Though I haven't suffered the heinous crimes against my humanity based on my ethnicity as my ancestors have, I, like other millennial women of color, understand the culture of racial injustice that's been created in our society, and feel that I have a social obligation to impact change.
Using the tools and technology afforded to our social media centric generation, women are finding ways to not only publicly criticize the system, but to implement a new one that reflects equality. Among this group of revolutionaries is Stacey Abrams, the 44-year-old Democratic Spelmanite that has the potential to change the dynamic of our political system indefinitely.
Last night, Stacey Abrams was victorious against her opponent, Stacey Evans, in The Democratic gubernatorial primary and if she continues her winning streak, will become the first black woman to be US governor, ever. In Georgia, a state that's never had a female governor and is dominated by republicans, this is huge.

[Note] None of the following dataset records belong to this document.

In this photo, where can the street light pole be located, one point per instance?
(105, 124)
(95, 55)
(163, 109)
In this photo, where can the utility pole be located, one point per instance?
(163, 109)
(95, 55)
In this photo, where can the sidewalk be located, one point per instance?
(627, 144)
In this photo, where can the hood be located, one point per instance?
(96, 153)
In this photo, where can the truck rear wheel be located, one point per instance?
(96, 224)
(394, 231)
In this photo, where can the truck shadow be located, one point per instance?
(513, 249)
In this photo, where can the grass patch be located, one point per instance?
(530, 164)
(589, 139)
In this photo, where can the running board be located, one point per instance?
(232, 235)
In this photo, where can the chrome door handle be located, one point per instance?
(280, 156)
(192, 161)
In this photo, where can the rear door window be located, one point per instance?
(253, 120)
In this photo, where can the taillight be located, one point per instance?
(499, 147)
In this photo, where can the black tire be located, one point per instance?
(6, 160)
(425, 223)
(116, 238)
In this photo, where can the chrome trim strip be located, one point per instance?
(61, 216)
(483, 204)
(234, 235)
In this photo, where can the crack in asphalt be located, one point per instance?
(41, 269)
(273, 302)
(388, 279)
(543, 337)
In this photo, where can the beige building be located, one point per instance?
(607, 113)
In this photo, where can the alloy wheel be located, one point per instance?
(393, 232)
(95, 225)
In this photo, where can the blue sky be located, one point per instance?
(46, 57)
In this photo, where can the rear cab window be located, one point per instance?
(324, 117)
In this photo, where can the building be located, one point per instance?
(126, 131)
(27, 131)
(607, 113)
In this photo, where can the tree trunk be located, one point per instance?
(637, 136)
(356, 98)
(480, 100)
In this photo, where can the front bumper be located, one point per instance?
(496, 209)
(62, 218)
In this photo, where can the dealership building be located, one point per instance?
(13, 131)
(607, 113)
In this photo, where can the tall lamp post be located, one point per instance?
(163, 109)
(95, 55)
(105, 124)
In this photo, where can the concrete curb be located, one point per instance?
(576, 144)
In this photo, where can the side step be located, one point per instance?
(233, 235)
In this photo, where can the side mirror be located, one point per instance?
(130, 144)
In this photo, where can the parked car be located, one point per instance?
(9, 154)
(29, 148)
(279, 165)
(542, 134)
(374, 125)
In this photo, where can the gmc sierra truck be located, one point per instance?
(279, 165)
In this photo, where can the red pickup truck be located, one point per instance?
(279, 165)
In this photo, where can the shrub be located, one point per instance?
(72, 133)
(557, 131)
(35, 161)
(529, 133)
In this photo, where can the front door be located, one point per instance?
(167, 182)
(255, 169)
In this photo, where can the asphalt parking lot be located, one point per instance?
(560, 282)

The election was nicknamed Stacey Abrams Vs Stacey Evans and has been called one of the nastiest Democratic primaries of 2018. Both candidates had a similar goal, uniting the party during the Trump Era, but executed using different strategies.
Abrams was consistent in her strategy of targeting minority and millennial voters, while Evans focused on winning over white swing voters. Abrams won 75% of the votes in the election, proving that the demographic that was once considered the minority now has a great deal of influence politically.
At her victory party last night, she said:
"We are writing the next chapter of Georgia history, where no one is unseen, no one is unheard and no one is uninspired, Now let's go get it done."
As a daughter of two ministers and sister two five other siblings, Abrams noticed the discrepancies in the political system at an early age. The trailblazer got her start in politics in highschool when she acted as a volunteer for a congressional campaign and earned the job of a professional speechwriter.
After receiving her law degree from Yale, she ran for the Georgia House of Representatives in 2006, became minority leader in 2011, and is now on track to serve us some melanin magic from the governor's mansion.
According to Vox, it's extremely rare for a black woman to be elected into any elective office, Abrams victory would secure her position on a short-list of three other women, two of which are democrats. In an interview with Cosmopolitan, she said:
"My being a black woman is not a deficit. It is a strength. Because I could not be where I am had I not overcome so many other barriers. Which means you know I'm relentless, you know I'm persistent, and you know I'm smart."
Her current initiatives include running for president in 2028, and in the meantime rallying unregistered minority voters, thereby giving a voice to the voiceless. Women like Stacey offer hope that our grandchildren won't have to endure a system as corrupt as we or our grandparents have.